Judith Heard, 32, refused to pay and her photos were leaked without her consent in 2013. But in May this year, the nude photos of her began to circulate online again only this time she was arrested under Uganda’s Anti-Pornography Act. She claims the photos came from a stolen phone or computer and insists she never sent them to anyone.
Heard was one of three women who had their nude pictures or sex tapes shared online without their consent. Police officer Esther Akol had a nude photo of her in uniform circulating online but she said her ex-boyfriend had maliciously edited the photo to appear as her.
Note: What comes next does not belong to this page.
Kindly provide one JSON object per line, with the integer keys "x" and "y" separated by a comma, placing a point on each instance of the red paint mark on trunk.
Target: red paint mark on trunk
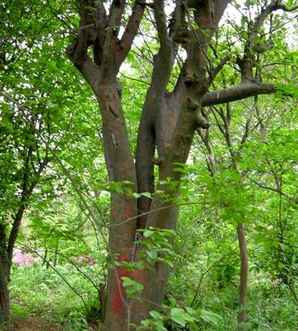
{"x": 118, "y": 293}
During a press conference, the Pornography Control Committee chair, Annette Kezaabu, referenced Akol’s case saying that ‘woman can be both a victim and perpetrator at the same time’.
Kezaabu suggested marriage breakdown, the spread of HIV, teenage pregnancies and domestic violence are among the ‘dangers of pornography’.
She told CNN the government’s ‘eventual aim is to have no footage of sex or nudity on TV whatsoever’, and that the committee intends to ‘go after’ pop stars who wear revealing clothing.
‘I think that the Anti-Pornography Act is evidence of how little the government itself cares about women, about their rights, and also about, I would say, their desire to control a woman’s agency,’ Kezaabu added.
However, Heard disagrees with Kezzabu and said: ‘Why is it that women in Uganda are being punished for everything, instead of the government punishing the people who are damaging us?’
The police are still searching for Heard’s stolen devices because without them she has a ‘very weak defence’, according to a police spokesperson.8
If she is found guilty of the offence, she can be fined or imprisoned for up to 10 years.